Network Security Essentials

Operating issues

Users and system administrators should adhere to a number of good operating techniques. These techniques or procedures reinforce the security configuration and hardening that has already been put into the Windows workstation.

Adhere to policies

It is important that users adhere to security policies within an organization. Often these policies will be established to coordinate the various security measures across an organization. A risk in one area may be mitigated by establishing a security control on the Windows workstation. For example, there may be a subnet on the corporate LAN that routinely has untrusted users on it (perhaps for training non-employees). The company security policy may require an added rule in the personal firewalls on all Windows workstations to block access from that subnet. If the Windows workstation administrator were to remove this rule, the workstation would be at greater risk.

Minimize use of administrator account

It is often the case that normal users on a Windows workstation will also have access to the administrator account. The user will occasionally have to log in as administrator to install software or to do a number of other administrative-level tasks. If possible, the user should resist the temptation to stay in the administrator account. Best security practices would dictate that the user use the administrator account only when absolutely necessary. Any protection afforded the Windows workstation due to the limitation of privileges or the protection of files will be bypassed if the user always uses the administrator account out of convenience.
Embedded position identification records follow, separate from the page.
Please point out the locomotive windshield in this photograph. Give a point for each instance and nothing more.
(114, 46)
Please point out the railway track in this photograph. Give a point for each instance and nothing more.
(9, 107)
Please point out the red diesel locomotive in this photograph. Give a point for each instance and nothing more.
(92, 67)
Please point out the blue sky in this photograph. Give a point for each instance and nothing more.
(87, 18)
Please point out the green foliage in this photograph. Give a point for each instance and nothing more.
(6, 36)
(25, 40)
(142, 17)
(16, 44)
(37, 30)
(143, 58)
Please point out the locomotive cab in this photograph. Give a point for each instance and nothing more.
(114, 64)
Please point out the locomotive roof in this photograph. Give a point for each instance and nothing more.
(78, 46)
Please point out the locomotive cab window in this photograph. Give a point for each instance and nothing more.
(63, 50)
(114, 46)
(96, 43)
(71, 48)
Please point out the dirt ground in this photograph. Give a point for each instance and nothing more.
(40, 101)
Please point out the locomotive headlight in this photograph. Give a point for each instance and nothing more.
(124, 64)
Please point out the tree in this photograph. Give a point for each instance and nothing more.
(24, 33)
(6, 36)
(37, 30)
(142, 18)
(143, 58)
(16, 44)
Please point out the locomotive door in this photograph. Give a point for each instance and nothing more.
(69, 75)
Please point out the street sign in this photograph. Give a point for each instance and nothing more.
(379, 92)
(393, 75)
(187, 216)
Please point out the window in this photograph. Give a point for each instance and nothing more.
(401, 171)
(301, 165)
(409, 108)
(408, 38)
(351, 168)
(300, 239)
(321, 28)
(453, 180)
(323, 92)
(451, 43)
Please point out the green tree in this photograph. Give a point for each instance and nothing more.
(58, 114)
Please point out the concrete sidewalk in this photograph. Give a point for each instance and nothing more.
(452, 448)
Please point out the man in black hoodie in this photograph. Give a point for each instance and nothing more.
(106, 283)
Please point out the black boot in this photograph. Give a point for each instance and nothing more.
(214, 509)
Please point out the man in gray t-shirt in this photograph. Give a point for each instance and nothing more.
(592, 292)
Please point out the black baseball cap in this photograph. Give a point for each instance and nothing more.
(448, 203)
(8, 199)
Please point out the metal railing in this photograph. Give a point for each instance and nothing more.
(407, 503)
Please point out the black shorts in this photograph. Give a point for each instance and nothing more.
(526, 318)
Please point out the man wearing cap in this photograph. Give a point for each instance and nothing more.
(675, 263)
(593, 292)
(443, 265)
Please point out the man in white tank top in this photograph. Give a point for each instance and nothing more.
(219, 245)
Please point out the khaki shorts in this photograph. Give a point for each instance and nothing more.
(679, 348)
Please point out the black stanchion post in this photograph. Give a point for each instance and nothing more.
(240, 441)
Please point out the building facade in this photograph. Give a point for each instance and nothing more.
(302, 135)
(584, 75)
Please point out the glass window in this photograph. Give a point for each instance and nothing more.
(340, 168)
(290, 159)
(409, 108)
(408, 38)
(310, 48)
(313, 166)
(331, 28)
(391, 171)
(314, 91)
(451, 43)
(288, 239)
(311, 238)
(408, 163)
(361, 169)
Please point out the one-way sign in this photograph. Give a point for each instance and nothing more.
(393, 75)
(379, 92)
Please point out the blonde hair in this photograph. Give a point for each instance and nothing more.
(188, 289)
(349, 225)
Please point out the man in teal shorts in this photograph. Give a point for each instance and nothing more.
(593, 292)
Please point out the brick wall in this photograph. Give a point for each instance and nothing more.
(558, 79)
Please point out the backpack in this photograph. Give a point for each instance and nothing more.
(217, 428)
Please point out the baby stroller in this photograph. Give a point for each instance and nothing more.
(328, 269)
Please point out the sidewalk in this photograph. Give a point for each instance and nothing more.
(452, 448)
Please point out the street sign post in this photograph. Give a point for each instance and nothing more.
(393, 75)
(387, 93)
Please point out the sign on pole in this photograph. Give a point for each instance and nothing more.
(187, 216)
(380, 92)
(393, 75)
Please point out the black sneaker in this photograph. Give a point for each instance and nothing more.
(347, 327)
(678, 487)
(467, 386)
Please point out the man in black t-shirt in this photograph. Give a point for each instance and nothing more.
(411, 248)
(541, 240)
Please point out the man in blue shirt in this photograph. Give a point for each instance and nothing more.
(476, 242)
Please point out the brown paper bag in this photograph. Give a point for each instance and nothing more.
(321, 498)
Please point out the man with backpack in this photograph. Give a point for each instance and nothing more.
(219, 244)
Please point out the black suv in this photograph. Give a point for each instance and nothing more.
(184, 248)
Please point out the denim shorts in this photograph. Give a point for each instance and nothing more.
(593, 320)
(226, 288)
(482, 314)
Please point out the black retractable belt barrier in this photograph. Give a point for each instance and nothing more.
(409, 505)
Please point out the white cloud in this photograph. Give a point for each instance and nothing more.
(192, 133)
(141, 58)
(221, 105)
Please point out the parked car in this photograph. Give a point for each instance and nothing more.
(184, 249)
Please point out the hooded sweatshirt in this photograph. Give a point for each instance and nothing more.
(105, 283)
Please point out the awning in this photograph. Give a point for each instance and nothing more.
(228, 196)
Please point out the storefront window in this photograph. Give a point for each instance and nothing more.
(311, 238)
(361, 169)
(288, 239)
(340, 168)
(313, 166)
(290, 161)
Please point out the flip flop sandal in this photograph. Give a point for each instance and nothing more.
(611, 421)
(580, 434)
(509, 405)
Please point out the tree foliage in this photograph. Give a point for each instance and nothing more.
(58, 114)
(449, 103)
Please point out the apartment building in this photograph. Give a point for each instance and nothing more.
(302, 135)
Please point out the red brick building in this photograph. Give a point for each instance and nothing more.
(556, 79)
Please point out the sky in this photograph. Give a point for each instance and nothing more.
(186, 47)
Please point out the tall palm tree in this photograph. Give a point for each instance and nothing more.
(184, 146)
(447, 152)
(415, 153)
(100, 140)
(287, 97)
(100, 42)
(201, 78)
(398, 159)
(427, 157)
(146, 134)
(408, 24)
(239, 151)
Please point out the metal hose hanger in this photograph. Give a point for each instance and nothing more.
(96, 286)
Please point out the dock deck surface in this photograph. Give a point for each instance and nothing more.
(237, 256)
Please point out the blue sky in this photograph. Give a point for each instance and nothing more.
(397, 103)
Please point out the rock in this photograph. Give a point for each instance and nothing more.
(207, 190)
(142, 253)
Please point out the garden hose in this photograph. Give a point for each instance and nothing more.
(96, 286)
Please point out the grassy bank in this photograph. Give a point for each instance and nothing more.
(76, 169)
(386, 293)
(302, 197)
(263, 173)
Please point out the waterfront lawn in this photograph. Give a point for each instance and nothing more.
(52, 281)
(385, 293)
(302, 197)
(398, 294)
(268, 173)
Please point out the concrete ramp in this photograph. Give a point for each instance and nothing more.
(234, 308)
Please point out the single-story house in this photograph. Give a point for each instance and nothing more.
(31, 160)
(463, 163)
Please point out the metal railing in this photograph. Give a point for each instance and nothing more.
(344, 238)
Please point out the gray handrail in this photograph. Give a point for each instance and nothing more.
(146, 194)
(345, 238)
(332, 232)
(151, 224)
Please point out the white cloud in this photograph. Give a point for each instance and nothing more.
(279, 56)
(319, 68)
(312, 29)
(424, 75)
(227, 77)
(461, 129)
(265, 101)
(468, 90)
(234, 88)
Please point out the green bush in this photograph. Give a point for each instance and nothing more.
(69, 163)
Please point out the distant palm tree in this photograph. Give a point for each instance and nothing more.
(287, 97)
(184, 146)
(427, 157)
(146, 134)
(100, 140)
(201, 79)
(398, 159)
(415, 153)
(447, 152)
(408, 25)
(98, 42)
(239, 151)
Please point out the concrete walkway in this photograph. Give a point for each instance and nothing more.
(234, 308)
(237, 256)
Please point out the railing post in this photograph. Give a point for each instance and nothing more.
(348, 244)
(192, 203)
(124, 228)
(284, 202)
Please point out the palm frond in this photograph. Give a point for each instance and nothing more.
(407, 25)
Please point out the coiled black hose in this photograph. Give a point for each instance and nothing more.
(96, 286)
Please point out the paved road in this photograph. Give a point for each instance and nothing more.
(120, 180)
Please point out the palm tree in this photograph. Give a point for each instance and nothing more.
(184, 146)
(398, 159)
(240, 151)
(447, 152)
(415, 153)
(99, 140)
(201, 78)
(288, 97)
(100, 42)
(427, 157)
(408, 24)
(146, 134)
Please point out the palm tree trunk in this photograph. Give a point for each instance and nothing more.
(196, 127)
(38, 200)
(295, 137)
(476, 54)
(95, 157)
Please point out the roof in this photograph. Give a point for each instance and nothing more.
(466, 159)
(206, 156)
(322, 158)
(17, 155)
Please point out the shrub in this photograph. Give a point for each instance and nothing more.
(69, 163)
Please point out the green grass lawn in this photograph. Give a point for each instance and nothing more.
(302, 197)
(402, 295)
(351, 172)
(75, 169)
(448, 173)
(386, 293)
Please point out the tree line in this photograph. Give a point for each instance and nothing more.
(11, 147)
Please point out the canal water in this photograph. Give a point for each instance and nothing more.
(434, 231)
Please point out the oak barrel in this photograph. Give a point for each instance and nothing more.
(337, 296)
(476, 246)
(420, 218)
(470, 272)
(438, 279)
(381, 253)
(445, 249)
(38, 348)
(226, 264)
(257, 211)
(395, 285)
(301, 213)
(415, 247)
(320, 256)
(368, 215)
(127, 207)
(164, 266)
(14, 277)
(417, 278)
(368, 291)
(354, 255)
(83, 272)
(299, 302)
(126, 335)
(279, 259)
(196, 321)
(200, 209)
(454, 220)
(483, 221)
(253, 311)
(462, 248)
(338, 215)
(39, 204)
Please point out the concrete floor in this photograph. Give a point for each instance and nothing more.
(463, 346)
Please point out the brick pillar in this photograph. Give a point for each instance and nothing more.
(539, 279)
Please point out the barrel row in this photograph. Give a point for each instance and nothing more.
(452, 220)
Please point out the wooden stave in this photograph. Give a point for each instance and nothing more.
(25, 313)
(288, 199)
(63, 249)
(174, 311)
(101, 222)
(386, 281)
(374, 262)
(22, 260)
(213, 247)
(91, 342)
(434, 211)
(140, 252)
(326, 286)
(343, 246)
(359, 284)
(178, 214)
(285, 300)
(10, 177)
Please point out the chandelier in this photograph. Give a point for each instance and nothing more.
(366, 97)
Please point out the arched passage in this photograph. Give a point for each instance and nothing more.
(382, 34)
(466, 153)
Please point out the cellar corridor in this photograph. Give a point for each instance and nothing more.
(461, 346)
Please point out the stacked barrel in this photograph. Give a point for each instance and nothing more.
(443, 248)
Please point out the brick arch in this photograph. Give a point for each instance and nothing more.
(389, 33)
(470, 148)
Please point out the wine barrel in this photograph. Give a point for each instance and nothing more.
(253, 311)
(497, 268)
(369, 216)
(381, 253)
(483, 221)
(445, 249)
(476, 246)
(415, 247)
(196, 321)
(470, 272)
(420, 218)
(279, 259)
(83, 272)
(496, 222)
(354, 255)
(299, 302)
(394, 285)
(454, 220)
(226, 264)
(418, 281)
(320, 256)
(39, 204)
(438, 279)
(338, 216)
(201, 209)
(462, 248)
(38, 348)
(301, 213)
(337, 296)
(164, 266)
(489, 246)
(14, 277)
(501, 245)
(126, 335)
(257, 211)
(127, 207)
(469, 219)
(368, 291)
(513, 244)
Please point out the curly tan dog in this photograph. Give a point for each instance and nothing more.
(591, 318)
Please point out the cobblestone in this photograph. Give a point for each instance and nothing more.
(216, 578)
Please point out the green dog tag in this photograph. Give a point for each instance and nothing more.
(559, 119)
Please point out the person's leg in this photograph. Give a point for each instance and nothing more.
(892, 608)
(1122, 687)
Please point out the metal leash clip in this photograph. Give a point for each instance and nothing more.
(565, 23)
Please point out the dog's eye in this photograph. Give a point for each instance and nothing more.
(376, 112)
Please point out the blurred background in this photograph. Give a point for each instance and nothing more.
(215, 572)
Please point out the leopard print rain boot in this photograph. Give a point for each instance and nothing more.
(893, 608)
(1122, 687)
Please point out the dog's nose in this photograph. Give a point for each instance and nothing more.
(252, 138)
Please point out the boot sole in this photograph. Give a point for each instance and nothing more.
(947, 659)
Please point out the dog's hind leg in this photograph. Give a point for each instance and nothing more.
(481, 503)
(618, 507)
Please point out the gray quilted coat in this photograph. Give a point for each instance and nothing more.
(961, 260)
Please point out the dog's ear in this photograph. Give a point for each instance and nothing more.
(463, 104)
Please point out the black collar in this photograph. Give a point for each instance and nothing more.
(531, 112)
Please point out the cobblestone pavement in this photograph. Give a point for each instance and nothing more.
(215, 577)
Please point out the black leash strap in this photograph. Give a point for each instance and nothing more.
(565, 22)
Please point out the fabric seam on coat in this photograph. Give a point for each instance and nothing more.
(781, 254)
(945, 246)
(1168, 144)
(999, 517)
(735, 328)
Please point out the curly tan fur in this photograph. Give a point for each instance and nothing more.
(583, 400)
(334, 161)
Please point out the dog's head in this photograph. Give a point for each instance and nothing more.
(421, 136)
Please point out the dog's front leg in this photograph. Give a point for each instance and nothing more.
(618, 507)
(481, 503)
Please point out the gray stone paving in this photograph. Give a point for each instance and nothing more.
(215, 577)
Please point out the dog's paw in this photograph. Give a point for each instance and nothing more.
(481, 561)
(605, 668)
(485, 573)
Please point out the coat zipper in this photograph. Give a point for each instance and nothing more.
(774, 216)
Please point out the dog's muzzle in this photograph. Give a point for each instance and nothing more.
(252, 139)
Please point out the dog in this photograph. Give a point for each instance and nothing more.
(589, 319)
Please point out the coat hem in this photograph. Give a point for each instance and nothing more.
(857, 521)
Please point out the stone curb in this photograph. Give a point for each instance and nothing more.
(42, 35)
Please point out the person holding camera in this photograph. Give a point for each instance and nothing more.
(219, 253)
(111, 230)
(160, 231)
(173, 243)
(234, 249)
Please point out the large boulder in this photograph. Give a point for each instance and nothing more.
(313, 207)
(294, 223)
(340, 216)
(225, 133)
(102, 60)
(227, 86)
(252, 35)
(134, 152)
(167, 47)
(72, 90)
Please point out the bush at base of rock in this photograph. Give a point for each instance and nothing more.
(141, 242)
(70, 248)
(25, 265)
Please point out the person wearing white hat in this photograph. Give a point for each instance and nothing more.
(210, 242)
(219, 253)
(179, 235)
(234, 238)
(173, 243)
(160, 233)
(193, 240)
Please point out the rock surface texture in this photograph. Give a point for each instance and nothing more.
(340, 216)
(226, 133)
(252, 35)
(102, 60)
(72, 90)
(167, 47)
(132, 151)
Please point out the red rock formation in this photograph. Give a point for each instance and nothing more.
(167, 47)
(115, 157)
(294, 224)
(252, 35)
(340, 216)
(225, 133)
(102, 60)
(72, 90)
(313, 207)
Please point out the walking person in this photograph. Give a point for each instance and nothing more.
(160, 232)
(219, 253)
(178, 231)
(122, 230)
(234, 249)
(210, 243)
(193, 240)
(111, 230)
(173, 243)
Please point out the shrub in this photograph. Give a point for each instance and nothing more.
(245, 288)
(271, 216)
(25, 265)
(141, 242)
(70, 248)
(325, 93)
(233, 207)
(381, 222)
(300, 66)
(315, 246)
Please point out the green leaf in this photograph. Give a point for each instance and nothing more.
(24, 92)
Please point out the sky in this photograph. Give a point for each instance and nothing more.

Enforce good data handling

The Windows security risk can be significantly reduced by practicing good data handling. The proper handling required for the data depends on the environment in which the Windows workstation is placed. If the workstation is on the Internet or in a DMZ, it should have no critical or sensitive data. If the workstation is on an intranet, it can have company-sensitive data, but should not have personal data. If the workstation is on a personal or private network, it can have any level of sensitive and private data.